Goncourt, Renaudot… Le prix à payer

Emmanuel Poncet

« Le Goncourt, c’est un peu comme l’élection de Miss France. Sans avenir » lança un jour Patrick Modiano dans une interview à Livres Hebdo. Il y avait évidemment chez l’écrivain un brin de malice et de provocation à étriller le plus célèbre des prix français alors qu’il en avait déjà été lauréat pour Rue des Boutiques obscures, en 1978. Et figurait déjà au sommet des auteurs contemporains. Une sacrée ironie – de l’histoire – aussi quand on songe qu’il fut mondialement reconnu en décrochant ensuite le prix Nobel de littérature, en 2014. Mais derrière la phrase de Modiano, comme derrière toutes les phrases de Modiano, on saisissait un sous-texte, un non-dit, une mélancolie, une finesse, au-delà de la pirouette, une fausse sentence masquant un vrai questionnement: que signifie au fond pour un auteur ou une auteure d’obtenir un prix, fors l’hystérie médiatique, des chiffres de ventes qui explosent, du train de vie, des regards qui changent, parfois, du jour au lendemain?

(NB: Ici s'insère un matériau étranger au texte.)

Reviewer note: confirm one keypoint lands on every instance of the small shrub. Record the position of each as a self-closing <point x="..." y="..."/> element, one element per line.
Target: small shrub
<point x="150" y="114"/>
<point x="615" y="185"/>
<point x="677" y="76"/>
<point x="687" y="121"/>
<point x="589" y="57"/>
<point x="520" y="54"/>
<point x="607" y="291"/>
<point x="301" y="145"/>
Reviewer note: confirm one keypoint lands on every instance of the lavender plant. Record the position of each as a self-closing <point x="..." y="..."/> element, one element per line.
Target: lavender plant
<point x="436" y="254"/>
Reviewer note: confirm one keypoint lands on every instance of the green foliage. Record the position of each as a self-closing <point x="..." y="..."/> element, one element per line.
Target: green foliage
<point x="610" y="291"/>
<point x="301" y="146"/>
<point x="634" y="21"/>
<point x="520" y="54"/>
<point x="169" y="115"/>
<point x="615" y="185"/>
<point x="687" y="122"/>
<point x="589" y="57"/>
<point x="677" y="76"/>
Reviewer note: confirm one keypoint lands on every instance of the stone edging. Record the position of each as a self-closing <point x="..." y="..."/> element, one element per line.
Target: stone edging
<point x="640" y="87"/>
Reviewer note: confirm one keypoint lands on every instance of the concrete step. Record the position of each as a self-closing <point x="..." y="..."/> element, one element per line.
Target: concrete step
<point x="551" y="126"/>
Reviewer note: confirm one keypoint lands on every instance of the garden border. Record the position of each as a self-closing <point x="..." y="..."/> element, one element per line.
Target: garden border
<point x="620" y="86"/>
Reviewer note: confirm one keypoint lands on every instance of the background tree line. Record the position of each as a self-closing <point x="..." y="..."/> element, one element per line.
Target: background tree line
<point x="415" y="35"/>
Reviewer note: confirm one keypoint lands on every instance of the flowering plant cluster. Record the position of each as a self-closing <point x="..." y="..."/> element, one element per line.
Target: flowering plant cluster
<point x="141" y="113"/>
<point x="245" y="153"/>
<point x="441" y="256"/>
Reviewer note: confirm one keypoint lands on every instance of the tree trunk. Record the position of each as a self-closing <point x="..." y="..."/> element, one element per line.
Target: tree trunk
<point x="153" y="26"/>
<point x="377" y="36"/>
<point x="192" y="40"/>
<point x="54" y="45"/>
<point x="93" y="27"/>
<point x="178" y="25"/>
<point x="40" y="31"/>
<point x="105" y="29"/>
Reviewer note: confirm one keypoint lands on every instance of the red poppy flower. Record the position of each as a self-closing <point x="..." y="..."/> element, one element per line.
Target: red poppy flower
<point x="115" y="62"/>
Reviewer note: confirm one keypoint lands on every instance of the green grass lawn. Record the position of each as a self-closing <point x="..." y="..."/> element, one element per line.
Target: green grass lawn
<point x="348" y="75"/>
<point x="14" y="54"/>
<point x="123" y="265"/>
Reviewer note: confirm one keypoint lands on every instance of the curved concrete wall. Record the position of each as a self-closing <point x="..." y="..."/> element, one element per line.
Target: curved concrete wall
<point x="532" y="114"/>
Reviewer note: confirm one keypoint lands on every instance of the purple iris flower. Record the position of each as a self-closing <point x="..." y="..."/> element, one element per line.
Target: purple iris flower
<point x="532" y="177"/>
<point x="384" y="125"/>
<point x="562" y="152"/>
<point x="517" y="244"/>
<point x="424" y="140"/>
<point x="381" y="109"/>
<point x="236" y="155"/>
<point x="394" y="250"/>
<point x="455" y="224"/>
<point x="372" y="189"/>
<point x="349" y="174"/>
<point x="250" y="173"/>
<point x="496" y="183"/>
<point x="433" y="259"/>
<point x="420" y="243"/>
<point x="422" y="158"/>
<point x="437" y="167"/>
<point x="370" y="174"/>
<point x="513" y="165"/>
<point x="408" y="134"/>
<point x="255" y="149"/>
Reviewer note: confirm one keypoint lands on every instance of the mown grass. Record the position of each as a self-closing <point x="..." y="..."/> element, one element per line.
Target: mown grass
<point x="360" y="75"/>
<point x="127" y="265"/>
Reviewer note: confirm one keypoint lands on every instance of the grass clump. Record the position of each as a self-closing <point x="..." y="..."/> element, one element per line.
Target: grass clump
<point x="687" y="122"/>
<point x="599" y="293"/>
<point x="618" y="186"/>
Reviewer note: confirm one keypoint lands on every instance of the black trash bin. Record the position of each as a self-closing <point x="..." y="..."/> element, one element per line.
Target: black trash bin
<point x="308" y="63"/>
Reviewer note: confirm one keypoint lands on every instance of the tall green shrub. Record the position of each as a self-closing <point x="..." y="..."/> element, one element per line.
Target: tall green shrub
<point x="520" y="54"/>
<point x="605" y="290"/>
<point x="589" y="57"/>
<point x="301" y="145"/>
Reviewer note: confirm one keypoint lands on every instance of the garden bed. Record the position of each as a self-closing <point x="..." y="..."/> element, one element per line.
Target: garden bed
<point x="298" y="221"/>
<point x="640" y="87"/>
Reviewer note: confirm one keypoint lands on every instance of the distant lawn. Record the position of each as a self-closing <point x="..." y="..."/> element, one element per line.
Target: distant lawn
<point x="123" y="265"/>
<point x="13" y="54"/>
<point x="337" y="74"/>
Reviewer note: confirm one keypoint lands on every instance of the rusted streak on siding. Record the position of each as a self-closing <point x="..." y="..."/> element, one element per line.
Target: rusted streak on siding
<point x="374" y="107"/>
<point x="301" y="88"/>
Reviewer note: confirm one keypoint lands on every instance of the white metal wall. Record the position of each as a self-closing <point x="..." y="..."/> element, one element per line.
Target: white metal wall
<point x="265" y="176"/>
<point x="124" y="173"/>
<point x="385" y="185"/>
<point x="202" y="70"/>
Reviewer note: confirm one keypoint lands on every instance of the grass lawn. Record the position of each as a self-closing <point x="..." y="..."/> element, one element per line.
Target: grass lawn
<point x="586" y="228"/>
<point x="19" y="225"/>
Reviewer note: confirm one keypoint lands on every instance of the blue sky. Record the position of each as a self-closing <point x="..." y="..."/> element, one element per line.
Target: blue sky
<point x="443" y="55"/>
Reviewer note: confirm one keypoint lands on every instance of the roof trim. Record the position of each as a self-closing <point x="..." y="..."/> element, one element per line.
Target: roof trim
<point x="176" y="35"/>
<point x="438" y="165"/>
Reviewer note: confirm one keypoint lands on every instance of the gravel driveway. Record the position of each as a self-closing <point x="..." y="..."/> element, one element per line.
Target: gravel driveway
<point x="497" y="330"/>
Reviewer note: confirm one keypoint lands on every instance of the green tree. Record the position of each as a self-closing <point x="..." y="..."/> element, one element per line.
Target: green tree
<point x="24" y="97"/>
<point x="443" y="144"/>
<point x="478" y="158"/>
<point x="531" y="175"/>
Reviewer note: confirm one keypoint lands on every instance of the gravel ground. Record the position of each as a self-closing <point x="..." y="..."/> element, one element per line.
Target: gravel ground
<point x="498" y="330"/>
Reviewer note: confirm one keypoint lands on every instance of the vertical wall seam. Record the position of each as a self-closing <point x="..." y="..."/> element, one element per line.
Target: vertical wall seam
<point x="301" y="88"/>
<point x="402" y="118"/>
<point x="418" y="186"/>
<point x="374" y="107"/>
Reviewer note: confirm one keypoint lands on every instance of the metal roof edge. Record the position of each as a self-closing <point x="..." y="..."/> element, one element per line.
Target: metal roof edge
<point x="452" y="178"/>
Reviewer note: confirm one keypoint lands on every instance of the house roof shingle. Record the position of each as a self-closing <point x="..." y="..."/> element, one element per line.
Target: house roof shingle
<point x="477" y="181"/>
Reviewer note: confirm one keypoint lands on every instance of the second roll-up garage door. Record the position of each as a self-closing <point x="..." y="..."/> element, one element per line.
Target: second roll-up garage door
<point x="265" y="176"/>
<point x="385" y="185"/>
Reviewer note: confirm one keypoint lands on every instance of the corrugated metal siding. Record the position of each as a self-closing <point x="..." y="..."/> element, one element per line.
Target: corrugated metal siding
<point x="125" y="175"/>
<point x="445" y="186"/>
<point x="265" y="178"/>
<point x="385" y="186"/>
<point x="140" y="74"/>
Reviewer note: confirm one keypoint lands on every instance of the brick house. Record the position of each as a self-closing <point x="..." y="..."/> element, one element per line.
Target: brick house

Que recèle et provoque cette reconnaissance, plus ou moins massive selon la nature du prix, sur le travail si intime et solitaire de l’écriture? Sur l’image publique ou, simplement, l’image de soi? Dans ce nouveau numéro, Bastille Magazine prend le temps d’explorer et d’analyser « l’après », comme à son habitude sur les grands sujets de l’époque. « L’après-Goncourt », avec Jean-Baptiste Andrea qui confie à Isabelle Lortholary ce qui reste, ce qui bascule, une fois passée la vague médiatique (p. 18). Car le Goncourt, on l’a et on l’est à la fois, à vie, explique l’auteur de Veiller sur elle (éd. L’Iconoclaste). Un peu comme un président de la République des Lettres. « L’après Renaudot », avec Ann Scott, lauréate 2023 pour Les Insolents (éd. Calmann-Lévy), qui révèle à Virginie François ce geste émouvant qu’elle a accompli une fois obtenu le prix (p. 31). Ou encore Mokhtar Amoudi, lauréat du prix Envoyé par la Poste et du Goncourt des détenus pour Les Conditions idéales (éd. Gallimard), qui raconte dans notre « Carte blanche » du mois (p. 8) son voyage intérieur dans la galaxie des prix, la reconnaissance, les rencontres, les villes découvertes, le «rêve» accompli de «devenir romancier». Mais aussi la pression que génère le fait de figurer (ou pas) sur les listes, la frustration de perdre en finale. Telle une « Miss France », vue par Modiano.